The current National Comprehensive Cancer Network Guidelines for Prostate Cancer Version 2.2017 endorse “the clinician’s assessment of overall health” to supplement the SSA tables. Men deemed to be in the best quartile of health have a 50% greater life expectancy, while life expectancy is reduced by 50% for men considered to be in the worst quartile. Men in the second and third quartile would have the life expectancy assigned by the tables. It is worth noting that the uniformly accepted American Society of Anesthesiologists (ASA) score for patients undergoing surgery similarly relies on a subjective assessment of overall health.
Consider a 60-year-old man as an example. Actuarial tables predict an additional 21.48 years of life expectancy. Those determined to be in the best quartile of health would have 50% more years (21.48+10.74=32.22 years) and would be expected to live to age 92.22, while those in the worst quartile of health would have a 50% reduction (21.48–10.74=10.74 years) and would be expected to live to 70.74 years. Thus, 60-year-old men in the lowest projected quartile have a 10- to 11-year life expectancy, the middle two quartiles have a 21- to 22-year life expectancy, and the highest quartile has a 32 year life expectancy.

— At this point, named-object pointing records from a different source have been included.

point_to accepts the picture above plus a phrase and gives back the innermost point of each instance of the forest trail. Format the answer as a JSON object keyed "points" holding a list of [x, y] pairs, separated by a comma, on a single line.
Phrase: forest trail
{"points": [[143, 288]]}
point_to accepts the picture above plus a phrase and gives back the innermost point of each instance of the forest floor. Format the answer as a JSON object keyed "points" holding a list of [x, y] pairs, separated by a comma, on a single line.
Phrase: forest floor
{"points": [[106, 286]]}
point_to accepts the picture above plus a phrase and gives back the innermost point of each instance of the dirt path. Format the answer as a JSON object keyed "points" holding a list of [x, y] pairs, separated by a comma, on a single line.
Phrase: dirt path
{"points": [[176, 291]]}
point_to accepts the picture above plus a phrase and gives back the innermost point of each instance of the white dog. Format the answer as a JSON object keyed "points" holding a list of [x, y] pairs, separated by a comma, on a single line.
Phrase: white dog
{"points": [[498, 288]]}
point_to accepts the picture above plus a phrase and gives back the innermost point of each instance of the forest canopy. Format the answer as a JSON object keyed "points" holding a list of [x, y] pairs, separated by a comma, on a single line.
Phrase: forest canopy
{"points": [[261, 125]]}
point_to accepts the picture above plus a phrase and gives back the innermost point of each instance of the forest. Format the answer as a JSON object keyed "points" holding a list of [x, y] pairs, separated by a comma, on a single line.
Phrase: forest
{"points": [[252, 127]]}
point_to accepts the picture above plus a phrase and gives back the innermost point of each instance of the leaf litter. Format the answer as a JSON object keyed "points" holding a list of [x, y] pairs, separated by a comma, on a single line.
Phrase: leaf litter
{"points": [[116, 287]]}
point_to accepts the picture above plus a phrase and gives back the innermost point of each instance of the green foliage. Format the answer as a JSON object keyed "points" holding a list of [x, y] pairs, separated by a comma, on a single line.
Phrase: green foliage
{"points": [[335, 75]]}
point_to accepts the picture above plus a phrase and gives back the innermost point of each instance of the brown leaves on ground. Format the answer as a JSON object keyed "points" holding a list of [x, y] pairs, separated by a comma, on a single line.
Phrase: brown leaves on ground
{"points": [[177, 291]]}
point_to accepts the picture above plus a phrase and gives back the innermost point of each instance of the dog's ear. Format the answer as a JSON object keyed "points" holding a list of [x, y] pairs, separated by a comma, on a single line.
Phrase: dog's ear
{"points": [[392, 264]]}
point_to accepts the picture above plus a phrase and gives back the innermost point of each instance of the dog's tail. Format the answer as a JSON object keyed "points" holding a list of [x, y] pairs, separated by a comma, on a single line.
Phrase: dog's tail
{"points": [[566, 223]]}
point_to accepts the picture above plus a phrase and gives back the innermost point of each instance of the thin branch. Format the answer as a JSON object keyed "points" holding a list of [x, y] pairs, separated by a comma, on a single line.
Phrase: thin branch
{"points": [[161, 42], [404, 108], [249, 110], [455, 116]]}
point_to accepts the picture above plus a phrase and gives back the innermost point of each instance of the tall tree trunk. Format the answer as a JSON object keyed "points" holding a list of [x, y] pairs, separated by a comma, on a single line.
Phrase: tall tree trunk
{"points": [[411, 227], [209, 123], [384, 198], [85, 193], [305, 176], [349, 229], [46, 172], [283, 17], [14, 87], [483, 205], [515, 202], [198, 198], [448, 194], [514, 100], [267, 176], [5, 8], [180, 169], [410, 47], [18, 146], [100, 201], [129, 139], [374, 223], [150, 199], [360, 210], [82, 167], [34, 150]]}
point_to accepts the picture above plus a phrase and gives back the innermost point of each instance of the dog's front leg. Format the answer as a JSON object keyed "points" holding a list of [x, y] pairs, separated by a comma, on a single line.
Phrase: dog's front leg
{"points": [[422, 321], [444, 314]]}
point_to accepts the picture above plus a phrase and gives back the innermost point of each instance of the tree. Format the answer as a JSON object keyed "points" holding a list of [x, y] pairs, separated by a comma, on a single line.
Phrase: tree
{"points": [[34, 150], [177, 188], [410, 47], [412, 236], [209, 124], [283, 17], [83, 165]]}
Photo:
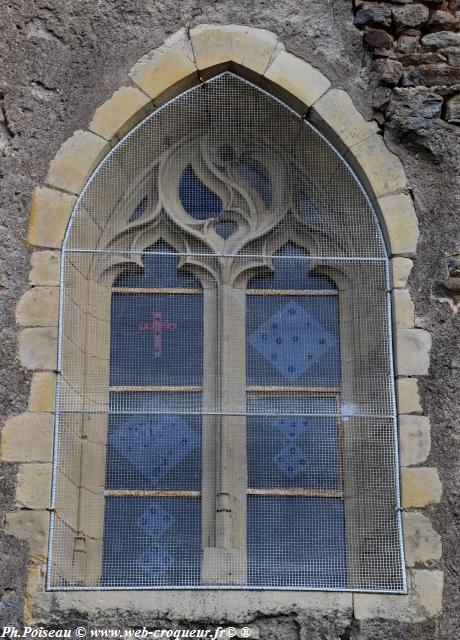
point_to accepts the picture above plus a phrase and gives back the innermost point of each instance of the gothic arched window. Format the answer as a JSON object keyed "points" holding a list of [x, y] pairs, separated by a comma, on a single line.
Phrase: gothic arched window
{"points": [[226, 404]]}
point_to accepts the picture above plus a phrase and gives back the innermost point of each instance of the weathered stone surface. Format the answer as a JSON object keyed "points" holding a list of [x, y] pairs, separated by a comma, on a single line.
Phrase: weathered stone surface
{"points": [[453, 109], [431, 75], [113, 119], [452, 55], [297, 78], [420, 486], [76, 159], [335, 115], [49, 216], [421, 542], [404, 309], [441, 39], [379, 169], [28, 438], [414, 439], [38, 348], [377, 39], [42, 392], [215, 44], [390, 72], [408, 395], [411, 15], [376, 13], [442, 20], [34, 485], [32, 526], [38, 307], [412, 352], [423, 601], [45, 267], [168, 70], [432, 57], [417, 102], [407, 44], [401, 222], [401, 268]]}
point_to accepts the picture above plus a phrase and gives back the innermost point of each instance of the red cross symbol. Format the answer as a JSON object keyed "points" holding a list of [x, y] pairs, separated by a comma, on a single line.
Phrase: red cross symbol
{"points": [[157, 326]]}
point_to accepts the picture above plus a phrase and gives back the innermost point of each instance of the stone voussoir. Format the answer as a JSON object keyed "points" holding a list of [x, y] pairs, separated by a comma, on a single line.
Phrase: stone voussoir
{"points": [[421, 542], [380, 170], [42, 392], [28, 438], [414, 439], [45, 268], [251, 48], [408, 396], [423, 601], [38, 348], [38, 307], [335, 115], [34, 485], [32, 526], [420, 486], [73, 164], [401, 222], [113, 119], [168, 70], [404, 309], [296, 81], [412, 352], [49, 217]]}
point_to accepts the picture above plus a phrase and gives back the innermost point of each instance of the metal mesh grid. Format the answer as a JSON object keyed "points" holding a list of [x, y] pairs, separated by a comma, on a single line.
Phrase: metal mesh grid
{"points": [[225, 400]]}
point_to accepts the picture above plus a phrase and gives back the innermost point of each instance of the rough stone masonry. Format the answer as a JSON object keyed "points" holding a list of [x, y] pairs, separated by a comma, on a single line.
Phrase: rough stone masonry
{"points": [[399, 62]]}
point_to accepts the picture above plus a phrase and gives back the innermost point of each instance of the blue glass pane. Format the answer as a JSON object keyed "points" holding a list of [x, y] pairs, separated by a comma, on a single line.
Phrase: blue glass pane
{"points": [[292, 340], [293, 451], [151, 541], [295, 542], [256, 176], [225, 229], [156, 451], [313, 218], [290, 274], [158, 271], [156, 339], [198, 201]]}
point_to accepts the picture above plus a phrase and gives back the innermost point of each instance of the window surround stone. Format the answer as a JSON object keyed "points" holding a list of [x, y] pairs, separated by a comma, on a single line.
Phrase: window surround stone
{"points": [[183, 60]]}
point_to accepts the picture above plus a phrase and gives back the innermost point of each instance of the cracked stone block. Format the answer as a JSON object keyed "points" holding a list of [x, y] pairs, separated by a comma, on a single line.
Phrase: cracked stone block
{"points": [[414, 439]]}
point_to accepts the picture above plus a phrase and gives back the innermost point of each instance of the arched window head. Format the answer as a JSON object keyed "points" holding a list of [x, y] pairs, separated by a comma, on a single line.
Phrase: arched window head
{"points": [[226, 410]]}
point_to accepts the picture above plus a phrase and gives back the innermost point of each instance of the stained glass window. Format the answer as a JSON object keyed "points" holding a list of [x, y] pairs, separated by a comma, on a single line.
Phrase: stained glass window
{"points": [[226, 414]]}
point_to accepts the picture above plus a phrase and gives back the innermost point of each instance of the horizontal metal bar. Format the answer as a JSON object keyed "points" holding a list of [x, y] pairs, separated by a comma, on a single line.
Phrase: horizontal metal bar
{"points": [[190, 411], [219, 587], [251, 389], [292, 292], [157, 389], [157, 290], [305, 493], [127, 252], [289, 390], [150, 493], [160, 493]]}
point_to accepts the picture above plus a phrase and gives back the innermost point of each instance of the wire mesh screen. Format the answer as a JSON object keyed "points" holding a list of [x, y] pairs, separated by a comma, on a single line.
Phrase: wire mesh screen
{"points": [[225, 398]]}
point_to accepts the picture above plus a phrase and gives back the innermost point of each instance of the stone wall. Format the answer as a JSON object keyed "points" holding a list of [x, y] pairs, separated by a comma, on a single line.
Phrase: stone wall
{"points": [[415, 48], [73, 57]]}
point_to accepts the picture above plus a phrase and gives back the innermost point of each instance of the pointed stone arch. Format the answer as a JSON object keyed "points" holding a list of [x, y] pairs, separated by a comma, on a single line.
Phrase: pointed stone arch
{"points": [[184, 61]]}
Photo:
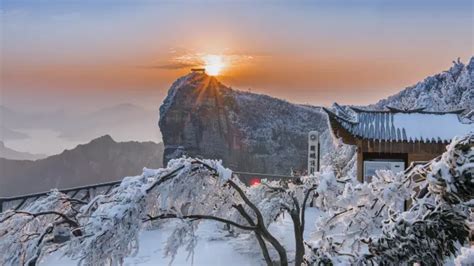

Interestingly, calculators from large insurance companies incorporate a range of additional factors not considered during most physician visits. An online lifespan calculator from Northwestern Mutual incorporates compliance with medical care, stress, diet and exercise, and driving history. In this model, binge drinking or a driving while intoxicated conviction in the past 5 years reduces life expectancy by 5-10 years. Divorce has also shown to have a detrimental impact on male survival in longevity studies. Thus, as we know intuitively, what is listed in the medical chart doesn’t always tell the whole story.
Like many tools, risk calculators offer additional objective data to improve decision-making, but are used optimally when incorporated with other available information. In the end, the clinician’s “good judgment” is required to put together all of the pieces and offer reasonable options to each patient. Ultimately, being familiar with one or two scoring systems to use when treating more complex patients and to justify management in the medical record will likely be to your benefit.